Et la liberté dans tout ça ?

La liberté ontologique est contrainte par les outils et les nouvelles manières de penser imagées. La liberté politique est quant à elle réduite. Les Français transfèrent massivement leurs données personnelles en Californie, sur des serveurs étrangers appartenant à une compagnie privée. Carnets d’adresse, liste d’amis, photos de vie privée, messages intimes sont stockés sous la loi de Sacramento et visibles sans contrôle par les organes de police et de renseignement d’un pays tiers (Patriot Act). Au risque de se voir accuser de crimes et délits dont ils n’auront même pas conscience, mais que tout débarquement sur le sol américain révèlera aussitôt (c’est arrivé).
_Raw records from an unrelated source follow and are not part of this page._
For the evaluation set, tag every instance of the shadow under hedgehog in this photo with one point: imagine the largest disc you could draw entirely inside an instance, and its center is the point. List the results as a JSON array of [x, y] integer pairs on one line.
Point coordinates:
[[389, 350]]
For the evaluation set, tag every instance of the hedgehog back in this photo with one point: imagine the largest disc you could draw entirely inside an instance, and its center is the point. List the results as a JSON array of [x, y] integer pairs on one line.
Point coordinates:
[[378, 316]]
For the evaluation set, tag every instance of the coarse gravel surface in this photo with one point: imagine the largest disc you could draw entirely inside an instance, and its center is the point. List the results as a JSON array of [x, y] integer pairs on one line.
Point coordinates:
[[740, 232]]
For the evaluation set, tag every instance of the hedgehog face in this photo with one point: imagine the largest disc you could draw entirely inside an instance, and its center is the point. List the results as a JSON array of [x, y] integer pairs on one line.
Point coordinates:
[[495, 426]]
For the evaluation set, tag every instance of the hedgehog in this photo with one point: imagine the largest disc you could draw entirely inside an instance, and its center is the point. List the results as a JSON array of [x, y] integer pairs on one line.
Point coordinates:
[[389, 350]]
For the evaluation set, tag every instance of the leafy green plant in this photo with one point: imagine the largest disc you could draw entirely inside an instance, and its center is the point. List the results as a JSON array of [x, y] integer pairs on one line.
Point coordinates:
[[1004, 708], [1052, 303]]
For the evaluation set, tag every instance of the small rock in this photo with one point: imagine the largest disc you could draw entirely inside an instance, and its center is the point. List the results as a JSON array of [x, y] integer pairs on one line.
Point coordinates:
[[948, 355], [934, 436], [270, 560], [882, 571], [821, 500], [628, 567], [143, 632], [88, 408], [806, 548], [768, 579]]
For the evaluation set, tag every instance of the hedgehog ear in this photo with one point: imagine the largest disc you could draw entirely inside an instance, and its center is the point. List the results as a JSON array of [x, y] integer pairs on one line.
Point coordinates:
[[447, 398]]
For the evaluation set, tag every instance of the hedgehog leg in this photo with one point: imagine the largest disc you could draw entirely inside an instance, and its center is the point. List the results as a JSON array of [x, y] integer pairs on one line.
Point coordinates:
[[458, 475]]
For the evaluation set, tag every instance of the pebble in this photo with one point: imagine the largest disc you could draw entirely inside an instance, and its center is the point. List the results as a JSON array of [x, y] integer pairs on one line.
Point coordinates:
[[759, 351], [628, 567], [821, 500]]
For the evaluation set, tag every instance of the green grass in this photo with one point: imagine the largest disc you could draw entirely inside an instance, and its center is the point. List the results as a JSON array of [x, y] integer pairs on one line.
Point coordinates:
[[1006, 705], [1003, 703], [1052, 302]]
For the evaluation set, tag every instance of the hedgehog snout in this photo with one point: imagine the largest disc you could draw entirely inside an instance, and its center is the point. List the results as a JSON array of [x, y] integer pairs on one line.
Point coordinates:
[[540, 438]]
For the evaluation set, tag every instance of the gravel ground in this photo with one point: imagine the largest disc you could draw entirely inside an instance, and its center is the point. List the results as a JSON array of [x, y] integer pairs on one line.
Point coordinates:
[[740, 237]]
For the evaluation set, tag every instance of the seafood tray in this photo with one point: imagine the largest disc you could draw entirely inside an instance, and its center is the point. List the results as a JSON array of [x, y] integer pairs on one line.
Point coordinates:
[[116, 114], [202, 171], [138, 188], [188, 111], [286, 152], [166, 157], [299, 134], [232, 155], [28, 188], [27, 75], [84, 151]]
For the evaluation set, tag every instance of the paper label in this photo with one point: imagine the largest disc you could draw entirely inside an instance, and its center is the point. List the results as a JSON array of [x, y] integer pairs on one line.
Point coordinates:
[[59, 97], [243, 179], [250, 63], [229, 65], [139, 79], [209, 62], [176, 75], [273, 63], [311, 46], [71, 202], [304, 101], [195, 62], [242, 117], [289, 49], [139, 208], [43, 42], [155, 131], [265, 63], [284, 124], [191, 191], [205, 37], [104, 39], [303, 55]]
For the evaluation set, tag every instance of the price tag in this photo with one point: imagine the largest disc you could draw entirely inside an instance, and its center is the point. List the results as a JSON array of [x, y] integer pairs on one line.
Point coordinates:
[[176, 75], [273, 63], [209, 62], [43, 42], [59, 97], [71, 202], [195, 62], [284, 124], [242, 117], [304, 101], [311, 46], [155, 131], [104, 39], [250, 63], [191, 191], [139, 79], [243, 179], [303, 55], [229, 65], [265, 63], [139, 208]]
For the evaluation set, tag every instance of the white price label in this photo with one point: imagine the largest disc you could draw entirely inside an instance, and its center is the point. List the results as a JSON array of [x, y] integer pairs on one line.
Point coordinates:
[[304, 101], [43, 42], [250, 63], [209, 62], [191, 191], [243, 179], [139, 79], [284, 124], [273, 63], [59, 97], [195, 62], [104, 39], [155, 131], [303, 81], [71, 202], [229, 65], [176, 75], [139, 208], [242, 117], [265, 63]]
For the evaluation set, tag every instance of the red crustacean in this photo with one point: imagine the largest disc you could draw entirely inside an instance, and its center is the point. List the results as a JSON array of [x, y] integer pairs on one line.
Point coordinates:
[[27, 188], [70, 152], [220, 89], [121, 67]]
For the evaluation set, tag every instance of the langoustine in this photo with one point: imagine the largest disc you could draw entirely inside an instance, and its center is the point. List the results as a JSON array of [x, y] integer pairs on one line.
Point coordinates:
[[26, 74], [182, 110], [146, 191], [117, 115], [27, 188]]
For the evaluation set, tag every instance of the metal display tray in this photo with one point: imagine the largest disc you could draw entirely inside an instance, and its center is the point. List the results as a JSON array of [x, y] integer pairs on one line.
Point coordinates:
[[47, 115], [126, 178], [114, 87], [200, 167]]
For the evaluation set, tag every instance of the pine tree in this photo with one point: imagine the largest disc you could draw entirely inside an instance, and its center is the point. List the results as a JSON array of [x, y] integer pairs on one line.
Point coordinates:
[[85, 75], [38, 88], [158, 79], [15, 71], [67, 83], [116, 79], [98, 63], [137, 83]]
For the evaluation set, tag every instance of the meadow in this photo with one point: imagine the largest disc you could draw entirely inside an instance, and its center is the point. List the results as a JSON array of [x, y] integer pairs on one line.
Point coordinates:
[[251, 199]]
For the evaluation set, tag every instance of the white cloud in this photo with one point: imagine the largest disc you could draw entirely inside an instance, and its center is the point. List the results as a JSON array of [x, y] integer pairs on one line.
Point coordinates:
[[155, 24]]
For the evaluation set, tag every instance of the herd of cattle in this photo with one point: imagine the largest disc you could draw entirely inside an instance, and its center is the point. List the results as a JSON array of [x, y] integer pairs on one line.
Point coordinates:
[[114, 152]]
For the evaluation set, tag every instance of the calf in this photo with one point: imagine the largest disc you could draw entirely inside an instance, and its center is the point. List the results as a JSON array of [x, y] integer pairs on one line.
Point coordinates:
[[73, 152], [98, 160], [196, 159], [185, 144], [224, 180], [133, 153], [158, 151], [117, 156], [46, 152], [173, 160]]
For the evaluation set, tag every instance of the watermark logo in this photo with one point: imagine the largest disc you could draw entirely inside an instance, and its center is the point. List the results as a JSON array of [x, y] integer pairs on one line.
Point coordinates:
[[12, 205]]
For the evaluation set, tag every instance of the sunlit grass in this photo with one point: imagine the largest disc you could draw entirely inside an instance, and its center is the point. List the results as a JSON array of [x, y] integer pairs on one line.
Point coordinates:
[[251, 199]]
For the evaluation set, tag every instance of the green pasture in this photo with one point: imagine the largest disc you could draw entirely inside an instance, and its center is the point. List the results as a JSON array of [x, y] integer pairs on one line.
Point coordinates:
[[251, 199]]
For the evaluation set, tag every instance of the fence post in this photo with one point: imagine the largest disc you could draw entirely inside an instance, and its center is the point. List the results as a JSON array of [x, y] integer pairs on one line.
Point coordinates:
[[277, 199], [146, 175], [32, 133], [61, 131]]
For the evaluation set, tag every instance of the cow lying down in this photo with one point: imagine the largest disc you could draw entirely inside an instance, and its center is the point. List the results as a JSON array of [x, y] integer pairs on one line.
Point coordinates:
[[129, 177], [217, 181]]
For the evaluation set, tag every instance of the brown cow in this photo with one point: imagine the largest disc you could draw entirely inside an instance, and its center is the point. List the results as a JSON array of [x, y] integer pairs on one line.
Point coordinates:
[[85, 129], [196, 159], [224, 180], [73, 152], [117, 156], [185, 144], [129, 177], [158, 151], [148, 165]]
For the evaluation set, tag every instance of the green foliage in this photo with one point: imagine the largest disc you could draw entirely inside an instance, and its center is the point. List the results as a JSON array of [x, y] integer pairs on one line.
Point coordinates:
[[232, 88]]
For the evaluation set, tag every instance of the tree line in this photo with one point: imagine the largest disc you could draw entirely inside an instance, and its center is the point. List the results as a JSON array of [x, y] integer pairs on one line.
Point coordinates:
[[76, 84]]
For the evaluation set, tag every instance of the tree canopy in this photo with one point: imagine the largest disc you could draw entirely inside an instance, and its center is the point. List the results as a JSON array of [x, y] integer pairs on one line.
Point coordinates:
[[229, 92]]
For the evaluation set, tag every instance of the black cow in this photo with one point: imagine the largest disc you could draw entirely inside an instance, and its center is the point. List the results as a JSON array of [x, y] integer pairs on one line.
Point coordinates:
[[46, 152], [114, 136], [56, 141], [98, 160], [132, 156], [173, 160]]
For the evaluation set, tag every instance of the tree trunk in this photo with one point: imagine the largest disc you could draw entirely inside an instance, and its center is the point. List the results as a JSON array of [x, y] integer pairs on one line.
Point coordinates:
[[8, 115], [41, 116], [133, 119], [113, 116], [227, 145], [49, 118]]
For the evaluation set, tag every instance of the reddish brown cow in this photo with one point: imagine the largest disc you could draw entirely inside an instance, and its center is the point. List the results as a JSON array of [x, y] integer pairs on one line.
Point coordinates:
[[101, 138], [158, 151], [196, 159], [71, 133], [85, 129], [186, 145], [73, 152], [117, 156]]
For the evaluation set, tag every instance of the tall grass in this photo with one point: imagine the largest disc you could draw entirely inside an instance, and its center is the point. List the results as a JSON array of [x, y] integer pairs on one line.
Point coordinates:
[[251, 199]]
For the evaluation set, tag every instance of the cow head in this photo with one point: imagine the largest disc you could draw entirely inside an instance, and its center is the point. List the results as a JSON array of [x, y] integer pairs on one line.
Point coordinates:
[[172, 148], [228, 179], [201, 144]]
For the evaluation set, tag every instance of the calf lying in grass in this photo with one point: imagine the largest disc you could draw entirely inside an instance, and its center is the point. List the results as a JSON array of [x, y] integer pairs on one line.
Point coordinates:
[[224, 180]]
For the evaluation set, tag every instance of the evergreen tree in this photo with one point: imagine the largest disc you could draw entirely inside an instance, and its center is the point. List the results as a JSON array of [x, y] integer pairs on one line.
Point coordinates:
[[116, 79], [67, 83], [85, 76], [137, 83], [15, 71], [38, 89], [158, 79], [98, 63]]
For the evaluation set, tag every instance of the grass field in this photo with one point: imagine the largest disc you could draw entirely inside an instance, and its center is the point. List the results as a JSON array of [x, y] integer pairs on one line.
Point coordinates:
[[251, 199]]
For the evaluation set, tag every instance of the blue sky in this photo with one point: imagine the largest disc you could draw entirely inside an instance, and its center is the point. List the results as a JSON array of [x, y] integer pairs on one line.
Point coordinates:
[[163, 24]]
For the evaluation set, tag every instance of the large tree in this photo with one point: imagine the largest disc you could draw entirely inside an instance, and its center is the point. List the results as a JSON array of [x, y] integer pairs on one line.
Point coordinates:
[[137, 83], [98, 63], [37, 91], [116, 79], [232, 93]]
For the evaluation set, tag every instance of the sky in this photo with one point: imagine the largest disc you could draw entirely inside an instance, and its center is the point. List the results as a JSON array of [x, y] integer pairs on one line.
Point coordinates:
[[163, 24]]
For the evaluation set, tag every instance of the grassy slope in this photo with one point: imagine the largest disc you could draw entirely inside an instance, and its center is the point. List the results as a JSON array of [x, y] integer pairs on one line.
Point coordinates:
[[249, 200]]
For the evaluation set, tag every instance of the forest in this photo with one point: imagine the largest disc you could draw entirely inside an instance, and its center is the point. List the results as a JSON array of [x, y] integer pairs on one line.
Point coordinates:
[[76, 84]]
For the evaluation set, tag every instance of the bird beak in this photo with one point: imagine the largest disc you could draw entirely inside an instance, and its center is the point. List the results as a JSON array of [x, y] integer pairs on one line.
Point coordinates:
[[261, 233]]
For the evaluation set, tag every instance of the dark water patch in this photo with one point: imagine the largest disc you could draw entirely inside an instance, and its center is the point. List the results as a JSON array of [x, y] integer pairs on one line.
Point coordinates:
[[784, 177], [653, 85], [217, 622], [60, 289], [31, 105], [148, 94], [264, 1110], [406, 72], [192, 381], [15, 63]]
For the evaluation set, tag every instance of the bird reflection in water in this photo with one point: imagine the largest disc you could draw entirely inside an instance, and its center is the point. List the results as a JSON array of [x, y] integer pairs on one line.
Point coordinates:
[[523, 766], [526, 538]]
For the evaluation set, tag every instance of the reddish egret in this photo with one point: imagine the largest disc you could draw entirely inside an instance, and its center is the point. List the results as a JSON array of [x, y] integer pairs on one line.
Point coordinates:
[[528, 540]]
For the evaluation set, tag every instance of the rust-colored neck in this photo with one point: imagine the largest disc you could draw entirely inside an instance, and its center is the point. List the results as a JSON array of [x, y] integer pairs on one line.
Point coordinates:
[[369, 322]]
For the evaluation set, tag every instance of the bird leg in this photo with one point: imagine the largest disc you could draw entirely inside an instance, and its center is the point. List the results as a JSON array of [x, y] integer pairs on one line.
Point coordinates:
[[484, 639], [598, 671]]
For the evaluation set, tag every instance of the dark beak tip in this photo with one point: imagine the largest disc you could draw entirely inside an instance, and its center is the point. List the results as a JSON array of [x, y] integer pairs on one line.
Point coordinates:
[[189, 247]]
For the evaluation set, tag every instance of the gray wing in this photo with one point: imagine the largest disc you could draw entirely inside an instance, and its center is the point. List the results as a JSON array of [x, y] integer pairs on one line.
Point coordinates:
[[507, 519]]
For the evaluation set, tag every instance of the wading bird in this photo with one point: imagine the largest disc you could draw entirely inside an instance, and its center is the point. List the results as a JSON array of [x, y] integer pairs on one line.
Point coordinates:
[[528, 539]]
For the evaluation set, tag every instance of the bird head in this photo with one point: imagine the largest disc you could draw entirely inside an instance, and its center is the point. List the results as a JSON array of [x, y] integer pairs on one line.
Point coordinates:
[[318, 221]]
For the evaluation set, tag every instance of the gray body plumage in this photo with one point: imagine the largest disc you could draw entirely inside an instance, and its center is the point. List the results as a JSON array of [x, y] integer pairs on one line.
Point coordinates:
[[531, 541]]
Au risque de se voir supprimer tout accès du jour au lendemain sans préavis, sur un caprice technique ou juridique du pays étranger (Amazon via Kindle sur les traductions d’Hemingway). Au risque de voir perdre l’information de cette masse de données, offertes gratuitement en exploitation à des entreprises de divertissement ou de commerce hors de France (Google). A-t-on bien conscience de ces implications lorsqu’on documente Facebook, Twitter, YouTube, Google et autres ? Et pourtant, on ne les entend guère, les gueulards du souverainisme, anticapitalistes forcenés, adeptes de la théorie du Complot CIA & multinationales ! Est-ce naïveté ou posture ?

Internet est comme la langue d’Ésope : la meilleure et la pire des choses. Il est ce que nous en faisons. Auparavant nous séparions vie privée et vie publique ; aujourd’hui nous séparons vie ordinaire et vie médiatique. La parole publique se démocratise, mais dans le même temps envahit l’existence. Se connecter aux médias sociaux, c’est se déconnecter de l’ordinaire, de la société, au profit d’un entre-soi choisi et construit. Rêve d’une interaction sans risque, le réseau social est un préservatif pour aller sonder les autres. Sans conflit puisqu’il suffit d’ignorer, d’effacer ou de « tej ». Nul doute que l’ouverture à l’autre, grand projet social des Lumières, en est réduite…

On peut lire sur le sujet le numéro 170 de mai-août 2012 de la revue Le Débat, Gallimard, €17.10. Redondant, souvent chiant, se sentant obligé de donner la parole à tous les « noms » qui comptent dans l’univers du numérique et qui se répètent à l’envi, les 175 pages consacrées au sujet donnent cependant des idées.